Julie Lyles Carr: Sunday Selah

Sunday, August 9, 2009

Sunday Selah

Do everything without complaining or arguing, so that you may become blameless and pure, children of God without fault in a crooked and depraved generation, in which you shine like stars in the universe as you hold out the word of life...
Phillipians 2:14-16

1 of 8 was an early talker.

And I don't mean that in a competitive, Hollywood mom kind of way.

I just mean the kid talked early.

Really young.

And she was extremely chatty.

And she was also very petite.

Even at 18 months old, people often mistook her for a much younger baby because of her diminutive size.

Until she began to show off her non-dimunitive vocabulary.

And because 1 of 8 was such an early talker and got to operate as the only child for the first three and a half years of her life, she was my conversational buddy all day long. She began the day talking about her dreams and she continued to stroll verbally through breakfast, laundry, teeth-brushing and hair-doing. Talk, talk, talk.

1 of 8 also came naturally blessed with a very sunny disposition. She, to this day, is a generally happy, outgoing sort. The contexts of our discourses when she was little usually ran along the lines of her delight over butterflies, her adoration of kittens, her pretend friends and her personal take of fairytales. I was quite spoiled to her charming, cheery confabs.

But there came a morning when 1 of 8 woke up on the wrong side of the proverbial, white-eyelet-canopied princess bed. From the moment her feet hit the ground, she whined about the cereal, the color of her toothbrush, the choice of outfit I laid out for her. We loaded up in the car, a list of errands on the dashboard. As I drove us out of the neighborhood and to our varied stops, 1 of 8 continued to gripe about any variety of matters, all in full voice, all with numerous descriptors.

About 30 minutes in, I had had enough. I glanced into the rearview mirror and constructed a bribe for 1 of 8, a chance for her to participate in remediating her own bad attitude. I told her, "You have a choice to make. You can keep whining and we will not stop for a special treat. OORRRRR you can decide to stop whining and we will go through that favorite place of yours under the golden arches and get you a large french fry order for you to enjoy."

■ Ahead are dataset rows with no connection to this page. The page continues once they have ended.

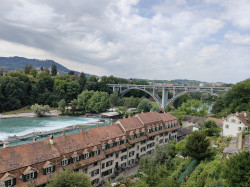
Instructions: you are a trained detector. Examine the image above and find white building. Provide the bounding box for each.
[222,112,250,137]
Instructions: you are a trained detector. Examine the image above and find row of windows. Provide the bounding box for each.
[102,139,127,150]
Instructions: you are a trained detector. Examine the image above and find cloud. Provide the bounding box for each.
[0,0,250,82]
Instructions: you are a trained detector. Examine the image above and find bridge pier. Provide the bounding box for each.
[161,88,168,108]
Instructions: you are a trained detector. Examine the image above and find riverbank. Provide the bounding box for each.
[0,110,60,119]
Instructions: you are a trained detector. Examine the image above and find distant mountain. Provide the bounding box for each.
[0,56,90,77]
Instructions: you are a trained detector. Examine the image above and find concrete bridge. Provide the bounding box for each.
[109,84,230,108]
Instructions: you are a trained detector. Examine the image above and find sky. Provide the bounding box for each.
[0,0,250,83]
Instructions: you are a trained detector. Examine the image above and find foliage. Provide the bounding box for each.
[186,131,212,160]
[222,151,250,186]
[46,169,92,187]
[58,99,66,114]
[31,104,50,117]
[51,64,57,76]
[212,79,250,117]
[109,91,124,106]
[137,98,151,112]
[204,120,219,136]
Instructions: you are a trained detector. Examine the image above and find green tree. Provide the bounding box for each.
[109,91,124,106]
[222,151,250,186]
[186,131,212,160]
[24,64,32,74]
[51,64,57,76]
[137,98,151,112]
[31,104,50,117]
[46,169,92,187]
[58,99,66,114]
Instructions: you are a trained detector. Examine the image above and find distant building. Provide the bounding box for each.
[222,112,250,137]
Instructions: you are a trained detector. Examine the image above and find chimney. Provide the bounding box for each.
[3,142,10,148]
[49,135,54,145]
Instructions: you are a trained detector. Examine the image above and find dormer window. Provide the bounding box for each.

1 of 8 carefully considered my offer, her face a study in choices as I watched her from the vantage of the rearview mirror. She rolled her eyes up to the left, put a small finger to her chin, then rolled her eyes to the right. And then she arrived at her answer.

"I think, " she drolled, dragging it out for effect, "I think that I'll just whine."

Whine over french fries. Score whine.

I have those days. I wake up on the wrong side of the king size bed and before my day is barely underway, I have already developed a litany of grouchy grousings. The kitchen is still a mess from the night before, one of the twins has iveserated a stuffed animal and the excavated fluff is snowy in the nursery. I drop my favorite coffee mug and an overflowing trash bin sits in the garage, waving to the garbage truck as it speeds past.

Grouch, whine, whimper, complain.

All before nine a.m.

But God has places for me to go that day, even along the uneven roads of my spiritual path. He gently straps me into my carseat of life and takes the steering wheel, watching my pouting from the rearview mirror.

And He extends me a choice.

Because we are going to run the errands of His will this day. And I can whine all the way. Or I can choose to make the trip a little more pleasant.

Some days I choose the whine.

Some days I choose the french fries.

I can see His eyes twinkle at me from the rearview mirror.

He lets me choose my attittude.

And some days, He sees me grow up a little bit.